Upon our arrival in Tonga we checked in with the government officials at the capital city Nukualofa.  Finally, we are clear to leave Tongatapu and sail to the more remote island group of Ha'apai.  We go to Tongatapu, the capital city, to check into the Kingdom of Tonga.  And we immediately apply for a 4 month visa extension.  With our extension in hand we sailed off on the 23rd of July.  Actually, the water was calm and no wind so we motored off.  But, we were on our way.
Glassy water on departure

It took us 8 hours to get into Ha 'apai.  We planned to head to one of our favorite spots but since the trip took longer than planned due to no wind we couldn't get there before dark.  Rich was planning to follow our old track from last year so we could continue in the dark.  But, he noticed an island, Tonumea, that appeared to have a sandy patch we could anchor in for the night.  So by this time it was completely dark and using his satellite photos he drove to the spot and we dropped the anchor.  It was a little eerie because I could hear huge waves crashing nonstop on both sides of us but I couldn't see anything.  And it was loud so I could tell it was fairly close.  The sky was pitch black and the stars were bright.  We could see the milky way too.  We were eager to see what it looked like in the morning.  Below is a photo that explains all the noise.
Close up of the monster waves.
Tonumea is behind the long breaking wave you see.
We were considering going in to the beach but Rich saw there was a house and some dogs.  Rather than intrude on the locals we continued on to our destination.  We pulled the anchor up at 10 AM and we arrived at Uonukuhihifo at 6 PM.  We took a few detours when we saw whales and we stopped a few times too.  There is a really long reef  (11 NM long and 4 NM wide) just before Uonukuhihifo and we saw several groups of whales inside that area.
We saw this one right as we got started on our journey.
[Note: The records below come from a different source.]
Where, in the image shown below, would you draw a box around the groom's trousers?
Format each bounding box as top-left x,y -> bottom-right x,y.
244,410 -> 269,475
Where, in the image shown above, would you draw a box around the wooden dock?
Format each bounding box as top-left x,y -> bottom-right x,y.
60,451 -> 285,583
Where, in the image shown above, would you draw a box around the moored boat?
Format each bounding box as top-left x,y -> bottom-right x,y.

As we pulled into Uonukuhihifo we saw our friends on Manawai were anchored there as well as another boat so we went a little further down to Tatafa.  Another great spot we spent time at last year.  We got up the next day and were disappointed that we weren't seeing any whales around here.  Last year this location was teaming with them.  We saw them all day long but this year nothing.  I met a Kiwi guy on the beach and he says they are late coming here this year.  The mothers haven't had their calves yet so they are still staying in the deeper water.  I hope he is right about that.

As far as the beaches in Tonga go Tofanga is one of my favorites.  It has a large sandbar joining it to the island Uonukuhahake.  The sandbar is mostly submerged at high tide.  Read the post Tofanga Dive Bombing Birds from 2018.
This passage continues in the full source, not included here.